Ihr Generalsekretär sagte: Wir nehmen niemanden aus Lampedusa auf. Ist das Wahlkampf-Geklingel oder eine knallharte Koalitionsfrage?

Die Kontrolle an den Grenzen zurückzugewinnen, ist für den Zusammenhalt unserer Gesellschaft zentral. Das reicht weit über Wahltermine hinaus. Übrigens kostet uns ungeordnete Migration inzwischen viele Milliarden Euro. Dieses Geld fehlt für Investitionen, weil viele Jahre seit 2015 der Mut zur Konsequenz fehlte. Deshalb brauchen wir eine Wende in der Migrationspolitik, die vergleichbar ist mit dem Asylkompromiss Anfang der 1990er-Jahre.

Nämlich wie?

Ich nehme große Offenheit für die Zuwanderung qualifizierter Menschen wahr, aber keinerlei Bereitschaft mehr, ungeordnete Migration in unsere Sozialsysteme zu tolerieren. Die Bundesregierung hat sich bereits auf Schritte geeinigt, die sich von der Vorgängerregierung unterscheiden: beispielsweise den Schutz der europäischen Außengrenze, mehr Rückführungen, sichere Herkunftsländer – darauf warten wir seit Jahren. Aber es reicht noch nicht.

Das geht den Grünen doch eher zu weit. Passt die Richtung in der Koalition überhaupt, vom Tempo ganz zu schweigen?
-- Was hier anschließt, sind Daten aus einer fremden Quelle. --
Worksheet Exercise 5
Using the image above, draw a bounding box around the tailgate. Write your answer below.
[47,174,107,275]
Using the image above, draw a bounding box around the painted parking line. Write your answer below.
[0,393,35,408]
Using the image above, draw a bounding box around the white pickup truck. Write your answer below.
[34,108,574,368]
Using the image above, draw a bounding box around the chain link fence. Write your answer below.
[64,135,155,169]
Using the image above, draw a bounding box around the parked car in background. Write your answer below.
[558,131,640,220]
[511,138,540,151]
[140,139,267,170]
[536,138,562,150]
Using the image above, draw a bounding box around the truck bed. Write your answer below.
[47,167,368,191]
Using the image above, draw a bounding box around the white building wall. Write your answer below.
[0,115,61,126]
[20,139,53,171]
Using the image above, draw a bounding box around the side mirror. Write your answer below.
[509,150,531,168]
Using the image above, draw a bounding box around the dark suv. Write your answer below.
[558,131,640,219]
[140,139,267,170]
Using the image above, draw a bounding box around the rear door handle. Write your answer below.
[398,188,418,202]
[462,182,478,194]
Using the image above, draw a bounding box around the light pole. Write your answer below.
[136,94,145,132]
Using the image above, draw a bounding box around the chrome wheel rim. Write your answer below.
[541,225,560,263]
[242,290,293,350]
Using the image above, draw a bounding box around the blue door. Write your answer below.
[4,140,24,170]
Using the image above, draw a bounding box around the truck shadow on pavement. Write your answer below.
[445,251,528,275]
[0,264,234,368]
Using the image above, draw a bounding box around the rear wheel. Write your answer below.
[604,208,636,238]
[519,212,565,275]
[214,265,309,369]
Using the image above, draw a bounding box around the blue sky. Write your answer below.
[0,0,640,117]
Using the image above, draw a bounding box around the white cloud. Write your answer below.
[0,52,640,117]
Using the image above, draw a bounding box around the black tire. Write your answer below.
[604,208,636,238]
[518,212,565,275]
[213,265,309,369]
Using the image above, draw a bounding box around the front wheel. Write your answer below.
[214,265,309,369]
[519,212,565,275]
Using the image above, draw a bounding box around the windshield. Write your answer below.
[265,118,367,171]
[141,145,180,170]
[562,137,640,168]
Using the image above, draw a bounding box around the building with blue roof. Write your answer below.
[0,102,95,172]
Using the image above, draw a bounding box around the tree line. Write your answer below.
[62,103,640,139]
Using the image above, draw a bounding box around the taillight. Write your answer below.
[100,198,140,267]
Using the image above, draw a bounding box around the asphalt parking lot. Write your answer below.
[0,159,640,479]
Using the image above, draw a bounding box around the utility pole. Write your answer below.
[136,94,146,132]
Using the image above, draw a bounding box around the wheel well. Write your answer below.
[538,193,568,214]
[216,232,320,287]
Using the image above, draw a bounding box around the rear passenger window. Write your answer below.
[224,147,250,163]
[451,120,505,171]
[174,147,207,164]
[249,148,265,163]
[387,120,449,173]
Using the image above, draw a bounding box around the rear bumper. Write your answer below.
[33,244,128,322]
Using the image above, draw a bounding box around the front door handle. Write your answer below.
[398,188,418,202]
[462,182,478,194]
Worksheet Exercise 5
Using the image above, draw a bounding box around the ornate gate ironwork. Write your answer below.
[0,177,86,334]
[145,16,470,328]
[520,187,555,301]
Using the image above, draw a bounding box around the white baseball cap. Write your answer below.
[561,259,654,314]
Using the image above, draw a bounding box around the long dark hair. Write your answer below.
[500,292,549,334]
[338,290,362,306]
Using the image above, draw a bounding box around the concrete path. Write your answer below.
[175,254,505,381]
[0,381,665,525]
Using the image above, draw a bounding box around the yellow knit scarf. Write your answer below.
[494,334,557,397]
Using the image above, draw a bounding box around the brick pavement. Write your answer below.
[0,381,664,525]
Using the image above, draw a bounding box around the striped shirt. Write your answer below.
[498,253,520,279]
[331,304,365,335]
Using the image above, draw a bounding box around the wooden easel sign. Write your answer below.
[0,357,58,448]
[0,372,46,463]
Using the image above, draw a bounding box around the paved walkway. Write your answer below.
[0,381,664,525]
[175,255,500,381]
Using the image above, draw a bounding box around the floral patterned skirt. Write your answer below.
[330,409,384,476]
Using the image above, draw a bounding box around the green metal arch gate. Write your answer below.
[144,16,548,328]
Die Grünen sind teilweise schon über ihren Schatten gesprungen. Das findet meine Anerkennung. Aber die Probleme erfordern mehr Konsequenz. Wir hätten beispielsweise bereits vor der Sommerpause mit Georgien und Moldau Rückführungsabkommen schließen und sie als sichere Herkunftsstaaten einstufen können, wenn es dazu die Bereitschaft gegeben hätte. Es ist an der Zeit, mit Wunschvorstellungen aufzuräumen. Auch aus einer verantwortungsethischen Betrachtung überwiegt jetzt das Interesse an Kontrolle die Bereitschaft zur Aufnahme. Ohne Steuerung der Einwanderung würde jedes System öffentlicher Ordnung und sozialer Sicherheit zwangsläufig zusammenbrechen.
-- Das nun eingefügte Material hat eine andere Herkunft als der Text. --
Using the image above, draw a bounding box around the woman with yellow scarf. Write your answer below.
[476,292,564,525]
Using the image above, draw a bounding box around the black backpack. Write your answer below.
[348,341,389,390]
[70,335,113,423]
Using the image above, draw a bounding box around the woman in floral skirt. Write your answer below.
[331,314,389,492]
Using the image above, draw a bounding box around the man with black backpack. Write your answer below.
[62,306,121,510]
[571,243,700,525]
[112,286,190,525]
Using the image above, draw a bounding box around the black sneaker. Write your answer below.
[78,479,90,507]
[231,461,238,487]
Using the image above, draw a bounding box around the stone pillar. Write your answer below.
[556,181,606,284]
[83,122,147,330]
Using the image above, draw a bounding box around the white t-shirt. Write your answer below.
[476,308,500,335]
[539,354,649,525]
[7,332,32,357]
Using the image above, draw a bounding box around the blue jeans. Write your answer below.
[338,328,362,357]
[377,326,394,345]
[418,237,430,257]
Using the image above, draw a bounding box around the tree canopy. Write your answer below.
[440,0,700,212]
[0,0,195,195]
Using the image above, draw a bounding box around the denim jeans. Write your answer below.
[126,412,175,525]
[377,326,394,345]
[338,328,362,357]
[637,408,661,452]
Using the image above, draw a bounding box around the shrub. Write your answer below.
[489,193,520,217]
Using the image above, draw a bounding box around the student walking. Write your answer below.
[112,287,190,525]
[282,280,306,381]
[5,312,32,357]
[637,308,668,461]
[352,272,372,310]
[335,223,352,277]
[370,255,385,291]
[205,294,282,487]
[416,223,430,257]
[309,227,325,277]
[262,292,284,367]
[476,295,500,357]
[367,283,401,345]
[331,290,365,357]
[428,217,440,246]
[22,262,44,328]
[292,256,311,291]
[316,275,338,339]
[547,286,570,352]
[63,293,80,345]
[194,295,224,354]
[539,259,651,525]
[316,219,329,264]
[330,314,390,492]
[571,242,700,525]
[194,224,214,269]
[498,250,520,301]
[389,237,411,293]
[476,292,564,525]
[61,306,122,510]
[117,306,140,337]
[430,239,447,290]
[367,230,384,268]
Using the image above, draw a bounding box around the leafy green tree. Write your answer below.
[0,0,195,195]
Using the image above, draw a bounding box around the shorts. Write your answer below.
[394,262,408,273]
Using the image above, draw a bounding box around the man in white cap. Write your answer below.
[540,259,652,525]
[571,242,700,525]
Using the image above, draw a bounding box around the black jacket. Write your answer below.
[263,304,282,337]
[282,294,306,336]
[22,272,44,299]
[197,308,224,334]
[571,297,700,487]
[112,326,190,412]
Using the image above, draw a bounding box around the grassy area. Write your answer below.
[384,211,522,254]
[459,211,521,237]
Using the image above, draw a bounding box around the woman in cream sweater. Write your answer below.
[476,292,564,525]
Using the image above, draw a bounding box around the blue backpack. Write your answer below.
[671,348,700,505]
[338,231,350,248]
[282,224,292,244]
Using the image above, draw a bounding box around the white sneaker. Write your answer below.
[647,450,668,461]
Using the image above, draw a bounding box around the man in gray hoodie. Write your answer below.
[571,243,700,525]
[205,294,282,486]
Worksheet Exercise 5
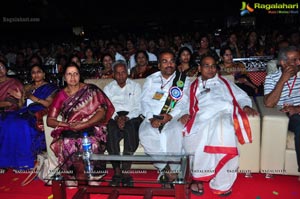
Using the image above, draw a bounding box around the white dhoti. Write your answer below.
[183,76,251,194]
[139,120,183,171]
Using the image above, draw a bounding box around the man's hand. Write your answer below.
[280,105,300,116]
[178,114,190,125]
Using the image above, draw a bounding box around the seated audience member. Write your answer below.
[69,54,81,68]
[176,46,198,77]
[0,60,23,112]
[179,55,258,196]
[139,50,189,186]
[47,63,114,179]
[103,61,143,186]
[264,46,300,180]
[219,46,258,96]
[0,65,58,169]
[130,50,158,79]
[99,53,115,79]
[193,34,219,62]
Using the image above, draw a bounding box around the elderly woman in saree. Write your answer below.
[47,63,115,175]
[0,60,23,112]
[0,65,58,169]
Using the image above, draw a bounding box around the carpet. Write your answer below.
[0,170,300,199]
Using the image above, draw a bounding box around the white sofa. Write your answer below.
[44,79,261,175]
[257,96,300,176]
[85,76,260,174]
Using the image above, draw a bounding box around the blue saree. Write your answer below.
[0,83,58,169]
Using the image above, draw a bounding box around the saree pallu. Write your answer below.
[48,84,115,168]
[0,78,23,111]
[0,84,58,169]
Aus der Union kommt ein Vorstoß zu einer Arbeitspflicht für Asylbewerber. Finden Sie das illiberal?

Man kann alles erwägen. Ich ziehe vor, dass Asylbewerber idealerweise ihre Verfahren vom Ausland aus beginnen und überhaupt erst mit einem positiven Bescheid einreisen.

Viele sind aber schon hier. Das Sachleistungsprinzip für abgelehnte Asylbewerber, zumindest die Chipkarte – begrüßen Sie diese Ideen?
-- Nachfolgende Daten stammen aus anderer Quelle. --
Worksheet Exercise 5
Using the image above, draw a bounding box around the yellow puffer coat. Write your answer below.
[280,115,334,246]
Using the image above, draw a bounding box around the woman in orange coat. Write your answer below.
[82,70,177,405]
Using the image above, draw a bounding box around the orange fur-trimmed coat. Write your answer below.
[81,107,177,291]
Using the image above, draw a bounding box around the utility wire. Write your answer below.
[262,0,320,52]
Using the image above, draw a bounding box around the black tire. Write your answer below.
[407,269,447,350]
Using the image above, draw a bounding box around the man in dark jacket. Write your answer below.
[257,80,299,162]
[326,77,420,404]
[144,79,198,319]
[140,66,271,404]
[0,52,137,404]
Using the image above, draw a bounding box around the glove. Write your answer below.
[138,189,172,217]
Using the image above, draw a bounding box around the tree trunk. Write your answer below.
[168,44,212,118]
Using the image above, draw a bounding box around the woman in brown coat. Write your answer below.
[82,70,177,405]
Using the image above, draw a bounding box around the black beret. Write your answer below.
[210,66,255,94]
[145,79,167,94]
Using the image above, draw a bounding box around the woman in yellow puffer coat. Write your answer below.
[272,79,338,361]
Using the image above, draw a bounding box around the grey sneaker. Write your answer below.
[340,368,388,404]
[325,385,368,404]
Bei abgelehnten Asylbewerbern ziehe ich die Rückführung vor, nicht den Bezug von Leistungen. Während des Asylverfahrens – das übrigens wesentlich beschleunigt werden muss – sollten wir aber viel stärker auf Sachleistungen setzen. Außerdem sollten wir ein „financial blocking“ prüfen: dass Geldleistungen nicht in die Herkunftsländer überwiesen werden, wie das gegenwärtig zu oft der Fall ist. Mit einer bundesweiten Bezahlkarte, wie die FDP sie vorschlägt, wäre das zu erreichen.

Blicken wir auf die Wahl in Bayern: Halten Sie Hubert Aiwanger für einen überzeugten Demokraten oder für einen vergesslichen Brandstifter?

Jeder Mensch macht Fehler, jeder darf sich verändern. Entscheidend ist, wie man damit umgeht. Wir haben bei Herrn Aiwanger eine Salamitaktik in der Kommunikation und keine echte Abgrenzung gesehen. Für mich war das nicht glaubwürdig.

Überraschend hat sich Horst Seehofer mal wieder gemeldet. Er empfiehlt der CSU ein Bündnis mit der FDP, die aber wohl leider nicht in den Landtag komme. Ist das nett von ihm – oder eine Schmutzelei?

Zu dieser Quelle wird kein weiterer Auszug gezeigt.